LOS ANGELES — Los Angeles police officers fired over 1,000 projectiles at protesters on a single day in June as demonstrators pushed back against the Trump administration’s immigration crackdown and decision to deploy the National Guard to the nation’s second largest city.
The police department released a state-mandated report Monday on use of force against protesters that included numbers on bean bags, rubber and foam rounds, and tear gas deployed during days of protests in Los Angeles.
On June 6, police fired 34 rounds at about 100 people. On June 8, police fired 1,040 projectiles at about 6,000 people, including 20 rounds of CS gas, a type of tear gas. Six injuries were reported as a result of those projectiles.
There were 584 police officers responding that day, the department said. Protesters had blocked off a major freeway and set self-driving cars on fire.
The report was concerning to Josh Parker, deputy director of policy at the New York University School of Law Policing Project.
“The sense that I got from that data is that if that’s how you police a protest, then you’re policing it wrong,” Parker said.
The protests have put the use of these types of munitions by law enforcement under scrutiny. After journalists were shot, a federal judge granted a temporary restraining order that blocked LA police from using rubber projectiles and other munitions against reporters.
A protester who was hit and lost a finger filed a civil rights lawsuit against the city of LA and county sheriff’s department.
California in 2021 restricted the use of less lethal munitions until alternatives to force have been tried to control a crowd. Police cannot aim “indiscriminately” into a crowd or at the head, neck or any other vital organs. They also cannot fire solely for a curfew violation, verbal threats toward officers, or not complying with directions given by law enforcement, such as when they order an unlawful assembly to disperse.
“To see such a high number of projectiles discharged in a relatively short time period gives me grave concern that the law and those best practices were violated,” Parker said.
A spokesperson for the Los Angeles Police Department did not immediately respond to a request for comment. LAPD was planning a “comprehensive evaluation of each use-of-force incident,” said Chief Jim McDonnell in a statement reported June 23 by the Los Angeles Times.

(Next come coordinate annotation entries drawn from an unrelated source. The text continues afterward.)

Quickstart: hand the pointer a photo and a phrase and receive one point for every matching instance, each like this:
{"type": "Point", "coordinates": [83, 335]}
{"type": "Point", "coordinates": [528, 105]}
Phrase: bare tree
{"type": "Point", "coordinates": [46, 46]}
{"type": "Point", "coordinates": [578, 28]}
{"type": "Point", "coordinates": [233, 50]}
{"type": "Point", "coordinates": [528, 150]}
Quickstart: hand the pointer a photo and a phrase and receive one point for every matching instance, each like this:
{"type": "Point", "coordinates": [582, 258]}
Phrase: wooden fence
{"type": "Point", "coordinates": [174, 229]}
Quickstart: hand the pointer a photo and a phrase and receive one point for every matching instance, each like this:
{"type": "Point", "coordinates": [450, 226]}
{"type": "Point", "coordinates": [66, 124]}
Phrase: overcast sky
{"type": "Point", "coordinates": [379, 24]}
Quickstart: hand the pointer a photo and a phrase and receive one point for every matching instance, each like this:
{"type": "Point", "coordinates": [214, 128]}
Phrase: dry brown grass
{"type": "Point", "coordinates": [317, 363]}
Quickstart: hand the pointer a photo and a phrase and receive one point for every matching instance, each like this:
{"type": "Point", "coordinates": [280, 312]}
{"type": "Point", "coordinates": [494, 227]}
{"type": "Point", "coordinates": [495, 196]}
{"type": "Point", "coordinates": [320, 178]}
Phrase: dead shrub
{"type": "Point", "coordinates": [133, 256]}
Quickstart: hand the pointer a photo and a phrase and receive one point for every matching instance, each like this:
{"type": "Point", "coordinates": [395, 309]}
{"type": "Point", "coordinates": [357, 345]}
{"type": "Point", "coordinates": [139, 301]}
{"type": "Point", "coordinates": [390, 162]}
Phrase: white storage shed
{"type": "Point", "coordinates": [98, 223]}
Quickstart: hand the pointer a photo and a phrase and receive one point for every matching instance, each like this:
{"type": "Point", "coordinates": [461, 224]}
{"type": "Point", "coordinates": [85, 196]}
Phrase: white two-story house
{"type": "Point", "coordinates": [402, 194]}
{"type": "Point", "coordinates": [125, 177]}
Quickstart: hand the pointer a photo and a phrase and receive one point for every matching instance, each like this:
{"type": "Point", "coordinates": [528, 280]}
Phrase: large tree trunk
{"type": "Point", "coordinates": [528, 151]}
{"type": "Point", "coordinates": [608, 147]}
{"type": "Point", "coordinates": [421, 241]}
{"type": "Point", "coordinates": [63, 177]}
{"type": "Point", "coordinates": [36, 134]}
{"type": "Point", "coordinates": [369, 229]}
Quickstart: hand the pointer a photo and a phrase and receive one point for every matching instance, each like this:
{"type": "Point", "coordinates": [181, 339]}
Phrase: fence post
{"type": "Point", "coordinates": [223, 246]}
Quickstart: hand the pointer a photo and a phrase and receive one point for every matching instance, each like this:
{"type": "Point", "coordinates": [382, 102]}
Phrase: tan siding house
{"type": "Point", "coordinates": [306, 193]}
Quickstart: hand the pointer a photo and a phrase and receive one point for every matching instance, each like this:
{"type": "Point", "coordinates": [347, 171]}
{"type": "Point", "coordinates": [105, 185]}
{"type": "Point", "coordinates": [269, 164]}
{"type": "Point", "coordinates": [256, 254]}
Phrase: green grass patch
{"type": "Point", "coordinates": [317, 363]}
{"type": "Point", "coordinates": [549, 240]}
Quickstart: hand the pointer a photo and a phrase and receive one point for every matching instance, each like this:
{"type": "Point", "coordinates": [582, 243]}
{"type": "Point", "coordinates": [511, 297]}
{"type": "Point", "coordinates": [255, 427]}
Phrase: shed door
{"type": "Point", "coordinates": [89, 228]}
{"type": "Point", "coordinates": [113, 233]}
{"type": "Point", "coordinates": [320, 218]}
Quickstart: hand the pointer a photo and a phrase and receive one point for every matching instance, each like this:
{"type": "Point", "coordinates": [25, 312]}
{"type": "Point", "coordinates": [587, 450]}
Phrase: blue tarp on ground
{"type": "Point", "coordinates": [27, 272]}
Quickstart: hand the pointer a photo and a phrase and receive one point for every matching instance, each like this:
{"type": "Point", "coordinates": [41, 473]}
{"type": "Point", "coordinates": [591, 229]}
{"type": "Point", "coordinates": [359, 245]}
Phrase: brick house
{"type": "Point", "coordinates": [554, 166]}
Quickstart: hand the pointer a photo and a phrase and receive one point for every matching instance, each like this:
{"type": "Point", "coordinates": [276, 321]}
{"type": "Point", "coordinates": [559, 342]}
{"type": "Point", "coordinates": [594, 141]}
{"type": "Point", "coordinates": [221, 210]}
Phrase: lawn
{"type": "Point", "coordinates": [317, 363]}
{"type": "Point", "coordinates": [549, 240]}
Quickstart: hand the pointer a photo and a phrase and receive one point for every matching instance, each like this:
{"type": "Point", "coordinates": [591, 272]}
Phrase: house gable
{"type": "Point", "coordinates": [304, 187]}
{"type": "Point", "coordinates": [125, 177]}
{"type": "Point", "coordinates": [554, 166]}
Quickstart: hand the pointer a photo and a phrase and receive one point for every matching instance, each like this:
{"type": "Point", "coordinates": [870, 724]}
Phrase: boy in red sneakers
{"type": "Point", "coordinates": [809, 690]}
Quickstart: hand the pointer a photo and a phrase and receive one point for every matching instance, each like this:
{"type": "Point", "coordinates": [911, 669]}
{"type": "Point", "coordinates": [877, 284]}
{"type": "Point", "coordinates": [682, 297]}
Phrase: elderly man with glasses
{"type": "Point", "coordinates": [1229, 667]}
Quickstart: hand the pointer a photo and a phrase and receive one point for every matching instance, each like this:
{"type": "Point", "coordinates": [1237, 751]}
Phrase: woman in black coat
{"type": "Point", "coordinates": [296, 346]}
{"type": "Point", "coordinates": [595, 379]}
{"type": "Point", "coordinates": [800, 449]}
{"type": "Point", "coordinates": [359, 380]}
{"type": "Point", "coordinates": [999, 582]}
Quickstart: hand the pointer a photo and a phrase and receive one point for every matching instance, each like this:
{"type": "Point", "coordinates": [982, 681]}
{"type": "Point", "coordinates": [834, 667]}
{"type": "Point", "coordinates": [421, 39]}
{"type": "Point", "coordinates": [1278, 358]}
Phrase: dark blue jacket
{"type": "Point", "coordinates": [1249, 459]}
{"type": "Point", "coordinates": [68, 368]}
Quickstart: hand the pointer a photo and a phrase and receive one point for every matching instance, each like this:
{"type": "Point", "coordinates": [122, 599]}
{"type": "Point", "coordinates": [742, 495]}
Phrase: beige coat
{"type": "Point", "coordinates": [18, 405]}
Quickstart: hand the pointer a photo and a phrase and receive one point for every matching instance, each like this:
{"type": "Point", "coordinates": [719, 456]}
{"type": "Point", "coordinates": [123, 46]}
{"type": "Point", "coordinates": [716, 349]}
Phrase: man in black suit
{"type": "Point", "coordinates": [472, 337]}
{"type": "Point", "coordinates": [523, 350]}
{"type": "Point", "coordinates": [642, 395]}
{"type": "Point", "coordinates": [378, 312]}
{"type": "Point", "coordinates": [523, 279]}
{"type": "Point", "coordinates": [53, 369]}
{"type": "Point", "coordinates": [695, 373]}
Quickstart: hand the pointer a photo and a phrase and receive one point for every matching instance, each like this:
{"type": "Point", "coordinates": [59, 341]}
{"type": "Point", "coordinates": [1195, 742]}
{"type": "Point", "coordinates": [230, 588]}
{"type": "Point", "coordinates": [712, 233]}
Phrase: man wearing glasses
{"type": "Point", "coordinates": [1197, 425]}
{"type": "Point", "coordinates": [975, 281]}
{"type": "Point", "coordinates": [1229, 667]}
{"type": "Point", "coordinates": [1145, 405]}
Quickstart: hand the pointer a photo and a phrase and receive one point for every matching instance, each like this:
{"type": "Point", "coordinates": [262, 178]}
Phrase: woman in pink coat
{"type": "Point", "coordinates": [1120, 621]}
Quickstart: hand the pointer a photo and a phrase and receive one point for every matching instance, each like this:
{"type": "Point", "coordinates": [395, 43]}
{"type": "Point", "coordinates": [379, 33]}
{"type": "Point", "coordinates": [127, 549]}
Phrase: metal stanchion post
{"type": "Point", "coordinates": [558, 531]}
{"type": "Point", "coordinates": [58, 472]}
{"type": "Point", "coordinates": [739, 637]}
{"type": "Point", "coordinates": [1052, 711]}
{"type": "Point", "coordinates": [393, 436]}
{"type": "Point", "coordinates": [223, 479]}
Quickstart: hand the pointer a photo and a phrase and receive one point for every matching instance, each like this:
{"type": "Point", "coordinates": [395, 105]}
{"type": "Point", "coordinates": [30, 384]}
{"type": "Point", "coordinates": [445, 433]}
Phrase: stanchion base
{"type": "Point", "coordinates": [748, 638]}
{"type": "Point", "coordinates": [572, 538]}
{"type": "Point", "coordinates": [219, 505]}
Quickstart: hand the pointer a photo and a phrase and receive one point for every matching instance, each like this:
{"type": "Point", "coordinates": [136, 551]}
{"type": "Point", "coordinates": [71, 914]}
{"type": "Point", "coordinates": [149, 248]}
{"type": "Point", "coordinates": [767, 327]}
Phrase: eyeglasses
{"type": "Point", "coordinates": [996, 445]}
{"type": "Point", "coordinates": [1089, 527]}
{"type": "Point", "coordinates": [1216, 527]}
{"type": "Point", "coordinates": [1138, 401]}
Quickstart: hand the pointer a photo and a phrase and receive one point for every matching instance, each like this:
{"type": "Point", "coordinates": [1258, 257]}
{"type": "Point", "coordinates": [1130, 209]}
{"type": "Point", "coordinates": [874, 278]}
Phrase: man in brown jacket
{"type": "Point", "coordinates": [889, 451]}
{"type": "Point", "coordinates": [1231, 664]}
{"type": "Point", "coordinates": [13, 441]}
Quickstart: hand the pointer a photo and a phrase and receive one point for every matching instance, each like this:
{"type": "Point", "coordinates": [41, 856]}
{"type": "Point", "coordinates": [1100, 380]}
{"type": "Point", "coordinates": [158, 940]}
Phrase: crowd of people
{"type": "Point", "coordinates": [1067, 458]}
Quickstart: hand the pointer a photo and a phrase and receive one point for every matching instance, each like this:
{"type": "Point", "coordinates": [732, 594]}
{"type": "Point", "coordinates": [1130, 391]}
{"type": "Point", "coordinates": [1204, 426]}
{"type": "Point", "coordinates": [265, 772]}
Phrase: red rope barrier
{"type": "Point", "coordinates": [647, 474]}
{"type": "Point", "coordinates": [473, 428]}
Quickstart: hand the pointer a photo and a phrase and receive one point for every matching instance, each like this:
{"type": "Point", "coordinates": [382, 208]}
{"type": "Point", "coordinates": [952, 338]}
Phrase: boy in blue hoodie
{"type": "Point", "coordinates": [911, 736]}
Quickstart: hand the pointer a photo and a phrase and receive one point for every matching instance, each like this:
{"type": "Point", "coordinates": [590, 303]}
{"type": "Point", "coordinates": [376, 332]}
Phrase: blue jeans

The days of protests in “dangerous, fluid and ultimately violent conditions” left 52 officers with injuries that required medical treatment, McDonnell said. Officers were justified in their actions to prevent further harm, he said.
Tensions escalated in downtown Los Angeles on June 8 as National Guard troops arrived to patrol federal buildings.
“Agitators in the crowd vandalized buildings, threw rocks, broken pieces of concrete, Molotov cocktails, and other objects toward law enforcement officers,” the report said.
Many protesters left by evening, but some formed a barricade of chairs on one street and threw objects at police on the other side. Others standing above the closed southbound 101 Freeway threw chunks of concrete, rocks, electric scooters and fireworks at California Highway Patrol officers and their vehicles parked on the highway.
Police issued multiple unlawful assembly orders shutting down demonstrations in several blocks of downtown Los Angeles but the crowd remained and munitions were used to bring the situation under control, the report said.
A box that read, “Other de-escalation techniques or other alternatives to force attempted,” was blank.
Parker said departments should plan for when a crowd begins throwing objects or being unruly, drawing on crowd management techniques.
“It’s important that law enforcement agencies not needlessly provoke the crowd” with aggressive language or weapons on display, he said.
Los Angeles sheriff’s deputies far outpaced the LAPD’s use of projectiles. With more than 80 deputies responding, the department deployed over 2,500 projectiles on June 8, the agency reported last week. It also said there were “hundreds to thousands” of people.
The California Highway Patrol, whose 153 officers responded to protesters blocking a major downtown freeway, estimated a crowd of about 2,000 people and used 271 rounds.
The tallies reported by LA police and deputies are high, especially considering the small number of deputies sent by the sheriff’s department, said retired LAPD Lt. Jeff Wenninger, who provides expert testimony for court cases.
“I don’t believe law enforcement officers or commanders truly understand the extent of this law, the restriction it provides,” he said. “And they just default back to old practices.”